Parfois, cependant quelque faveur nous les a fait ouvrir, et nous nous sommes écriés: que Dieu est bon!... Mais bientôt occupés autour de ses dons, nous l'avons oublié lui-même.
Nous ressemblons aux petits enfants qui se laissent combler de soins avec l'égoïsme de l'inconscience.

2/Or rien ne met en lumière les bienfaits de Dieu, rien ne rend la reconnaissance généreuse, comme l'esprit d'humilité: j'ai mérité l'abandon et je suis l'objet d'une sollicitude attentive!

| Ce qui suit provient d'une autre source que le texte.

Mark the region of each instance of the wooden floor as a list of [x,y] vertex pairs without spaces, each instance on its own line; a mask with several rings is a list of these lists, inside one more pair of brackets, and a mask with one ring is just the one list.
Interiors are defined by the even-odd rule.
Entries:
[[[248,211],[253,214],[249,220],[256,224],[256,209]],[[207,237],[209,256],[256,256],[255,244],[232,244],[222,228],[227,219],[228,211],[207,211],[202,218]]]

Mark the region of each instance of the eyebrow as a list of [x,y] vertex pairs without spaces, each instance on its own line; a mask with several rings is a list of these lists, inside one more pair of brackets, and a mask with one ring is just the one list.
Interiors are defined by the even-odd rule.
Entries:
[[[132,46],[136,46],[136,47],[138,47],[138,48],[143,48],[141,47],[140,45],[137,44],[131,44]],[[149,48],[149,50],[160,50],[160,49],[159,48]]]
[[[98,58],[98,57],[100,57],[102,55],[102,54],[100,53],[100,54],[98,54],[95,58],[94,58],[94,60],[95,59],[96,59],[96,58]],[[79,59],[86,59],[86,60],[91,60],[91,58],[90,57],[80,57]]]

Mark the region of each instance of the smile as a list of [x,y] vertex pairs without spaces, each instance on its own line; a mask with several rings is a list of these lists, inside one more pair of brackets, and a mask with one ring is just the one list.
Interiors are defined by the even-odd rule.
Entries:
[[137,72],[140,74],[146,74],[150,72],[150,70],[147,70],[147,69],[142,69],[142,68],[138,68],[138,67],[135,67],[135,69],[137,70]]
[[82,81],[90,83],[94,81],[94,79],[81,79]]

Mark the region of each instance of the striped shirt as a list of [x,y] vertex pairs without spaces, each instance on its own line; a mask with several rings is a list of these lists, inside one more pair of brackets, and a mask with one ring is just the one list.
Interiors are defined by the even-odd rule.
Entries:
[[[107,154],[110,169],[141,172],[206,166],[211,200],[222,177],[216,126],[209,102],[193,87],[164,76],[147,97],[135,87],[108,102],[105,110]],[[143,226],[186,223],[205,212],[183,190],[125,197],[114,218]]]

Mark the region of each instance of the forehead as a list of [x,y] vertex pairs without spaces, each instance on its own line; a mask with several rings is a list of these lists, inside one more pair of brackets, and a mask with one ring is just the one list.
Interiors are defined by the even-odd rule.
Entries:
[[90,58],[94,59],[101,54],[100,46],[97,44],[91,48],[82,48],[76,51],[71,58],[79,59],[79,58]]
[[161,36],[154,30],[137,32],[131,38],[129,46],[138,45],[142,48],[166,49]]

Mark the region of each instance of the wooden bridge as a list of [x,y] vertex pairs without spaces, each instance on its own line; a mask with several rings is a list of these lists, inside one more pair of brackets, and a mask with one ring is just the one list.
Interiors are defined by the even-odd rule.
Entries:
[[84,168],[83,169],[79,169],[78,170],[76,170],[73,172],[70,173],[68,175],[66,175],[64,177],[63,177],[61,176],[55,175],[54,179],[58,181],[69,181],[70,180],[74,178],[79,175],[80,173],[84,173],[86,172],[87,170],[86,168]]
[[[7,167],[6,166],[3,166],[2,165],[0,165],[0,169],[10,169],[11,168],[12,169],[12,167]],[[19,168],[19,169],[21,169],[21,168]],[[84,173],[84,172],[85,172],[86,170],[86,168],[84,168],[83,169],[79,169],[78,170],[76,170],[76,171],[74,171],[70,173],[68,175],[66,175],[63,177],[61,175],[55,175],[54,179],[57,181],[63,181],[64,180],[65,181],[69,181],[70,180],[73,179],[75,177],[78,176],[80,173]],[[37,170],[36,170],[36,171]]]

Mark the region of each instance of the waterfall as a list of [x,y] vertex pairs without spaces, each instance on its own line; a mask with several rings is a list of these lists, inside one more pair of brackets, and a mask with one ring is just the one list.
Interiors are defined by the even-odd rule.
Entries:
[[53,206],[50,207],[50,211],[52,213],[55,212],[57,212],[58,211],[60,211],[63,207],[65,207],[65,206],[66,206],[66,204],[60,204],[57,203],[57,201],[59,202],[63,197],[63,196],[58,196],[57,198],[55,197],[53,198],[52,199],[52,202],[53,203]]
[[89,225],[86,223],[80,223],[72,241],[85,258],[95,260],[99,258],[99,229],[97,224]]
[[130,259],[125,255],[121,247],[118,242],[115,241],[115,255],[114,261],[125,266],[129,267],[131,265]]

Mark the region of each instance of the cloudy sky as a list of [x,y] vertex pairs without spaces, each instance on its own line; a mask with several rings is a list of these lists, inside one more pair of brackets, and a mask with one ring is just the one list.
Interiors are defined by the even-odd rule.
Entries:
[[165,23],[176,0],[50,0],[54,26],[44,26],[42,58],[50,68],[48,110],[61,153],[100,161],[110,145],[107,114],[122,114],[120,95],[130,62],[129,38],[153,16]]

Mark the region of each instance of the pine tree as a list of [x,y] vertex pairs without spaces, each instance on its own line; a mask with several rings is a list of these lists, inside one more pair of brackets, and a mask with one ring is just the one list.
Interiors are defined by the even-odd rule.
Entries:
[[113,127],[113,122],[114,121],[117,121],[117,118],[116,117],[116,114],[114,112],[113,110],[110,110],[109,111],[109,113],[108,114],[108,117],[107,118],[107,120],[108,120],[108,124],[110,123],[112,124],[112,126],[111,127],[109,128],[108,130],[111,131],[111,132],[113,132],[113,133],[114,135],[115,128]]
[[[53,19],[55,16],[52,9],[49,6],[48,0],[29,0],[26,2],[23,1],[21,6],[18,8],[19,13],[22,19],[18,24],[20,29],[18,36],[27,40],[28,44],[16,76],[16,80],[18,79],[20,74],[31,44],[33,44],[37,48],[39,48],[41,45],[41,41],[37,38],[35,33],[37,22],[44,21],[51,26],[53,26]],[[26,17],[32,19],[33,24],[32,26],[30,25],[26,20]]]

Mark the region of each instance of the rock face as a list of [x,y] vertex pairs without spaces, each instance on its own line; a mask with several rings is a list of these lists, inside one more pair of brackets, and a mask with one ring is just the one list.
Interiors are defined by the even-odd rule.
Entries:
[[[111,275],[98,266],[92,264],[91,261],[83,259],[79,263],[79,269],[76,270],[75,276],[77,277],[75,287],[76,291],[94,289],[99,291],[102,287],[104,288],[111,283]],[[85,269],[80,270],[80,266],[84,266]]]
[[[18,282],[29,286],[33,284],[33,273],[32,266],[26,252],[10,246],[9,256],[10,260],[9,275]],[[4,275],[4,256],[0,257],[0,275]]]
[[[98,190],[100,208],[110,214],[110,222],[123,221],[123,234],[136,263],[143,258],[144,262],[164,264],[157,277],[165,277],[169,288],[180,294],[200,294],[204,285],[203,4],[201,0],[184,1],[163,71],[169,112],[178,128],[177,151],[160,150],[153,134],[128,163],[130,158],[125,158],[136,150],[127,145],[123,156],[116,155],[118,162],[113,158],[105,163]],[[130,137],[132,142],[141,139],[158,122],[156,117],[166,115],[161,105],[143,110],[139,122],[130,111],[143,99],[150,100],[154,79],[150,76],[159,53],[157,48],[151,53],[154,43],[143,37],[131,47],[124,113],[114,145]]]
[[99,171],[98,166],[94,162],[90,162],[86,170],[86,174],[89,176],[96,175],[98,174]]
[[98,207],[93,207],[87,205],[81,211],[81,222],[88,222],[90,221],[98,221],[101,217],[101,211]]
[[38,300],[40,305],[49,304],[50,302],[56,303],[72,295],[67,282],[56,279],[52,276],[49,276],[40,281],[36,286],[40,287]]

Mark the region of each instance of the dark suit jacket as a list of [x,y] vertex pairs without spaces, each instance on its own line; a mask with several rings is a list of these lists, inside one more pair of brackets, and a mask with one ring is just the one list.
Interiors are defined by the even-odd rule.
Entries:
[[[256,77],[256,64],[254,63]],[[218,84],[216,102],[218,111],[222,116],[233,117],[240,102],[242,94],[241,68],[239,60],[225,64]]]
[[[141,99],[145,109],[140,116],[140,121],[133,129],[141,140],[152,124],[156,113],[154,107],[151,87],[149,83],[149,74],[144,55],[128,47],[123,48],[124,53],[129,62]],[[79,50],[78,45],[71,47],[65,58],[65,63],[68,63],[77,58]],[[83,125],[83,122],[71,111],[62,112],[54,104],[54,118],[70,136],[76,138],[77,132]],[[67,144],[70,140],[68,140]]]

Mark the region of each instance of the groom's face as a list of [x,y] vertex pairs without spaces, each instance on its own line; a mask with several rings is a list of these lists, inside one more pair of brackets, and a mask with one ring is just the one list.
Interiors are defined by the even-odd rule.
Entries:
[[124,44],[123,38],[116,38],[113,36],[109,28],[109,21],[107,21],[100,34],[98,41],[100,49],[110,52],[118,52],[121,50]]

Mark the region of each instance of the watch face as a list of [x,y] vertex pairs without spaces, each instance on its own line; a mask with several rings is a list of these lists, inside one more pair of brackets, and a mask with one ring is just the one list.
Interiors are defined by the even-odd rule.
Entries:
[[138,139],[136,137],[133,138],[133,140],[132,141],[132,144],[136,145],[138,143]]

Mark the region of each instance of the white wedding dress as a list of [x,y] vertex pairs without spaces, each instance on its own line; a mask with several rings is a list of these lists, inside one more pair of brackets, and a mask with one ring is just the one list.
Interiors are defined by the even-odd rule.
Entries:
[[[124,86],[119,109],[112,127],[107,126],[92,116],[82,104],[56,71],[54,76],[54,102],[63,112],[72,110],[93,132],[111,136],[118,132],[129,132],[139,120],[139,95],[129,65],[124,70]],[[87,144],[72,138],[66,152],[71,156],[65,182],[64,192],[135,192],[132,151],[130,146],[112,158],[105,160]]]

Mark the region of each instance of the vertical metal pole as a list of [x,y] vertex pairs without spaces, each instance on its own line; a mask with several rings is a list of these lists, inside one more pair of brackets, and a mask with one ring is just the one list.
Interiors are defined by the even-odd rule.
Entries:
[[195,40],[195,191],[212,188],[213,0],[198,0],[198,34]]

J'ai mérité la haine, et je suis l'objet de l'amour!... Ce contraste pourrait se prolonger indéfiniment; il a toute l'étendue de nos misères et toute celle de la miséricorde. Il rappelle ce beau cantique des psaumes qui redit à chaque verset: "Quoniam in aeternum misericordia ejus: il me faut l'éternité pour chanter toutes vos miséricordes!"

3/ L'âme vraiment humble ne craint donc pas de regarder en elle les dons de Dieu; et le Magnificat, qui s'échappe de ses lèvres, procède de ces deux vues opposées, qui s'harmonisent et se complètent.
Autant la vue du bien qui est en nous est dangereuse quand elle demeure seule, autant elle est utile quand elle reste unie à sa contre-partie: la vue de la bonté de Dieu, source de ses bienfaits.
L'important est donc de nous tenir dans la vérité toute entière.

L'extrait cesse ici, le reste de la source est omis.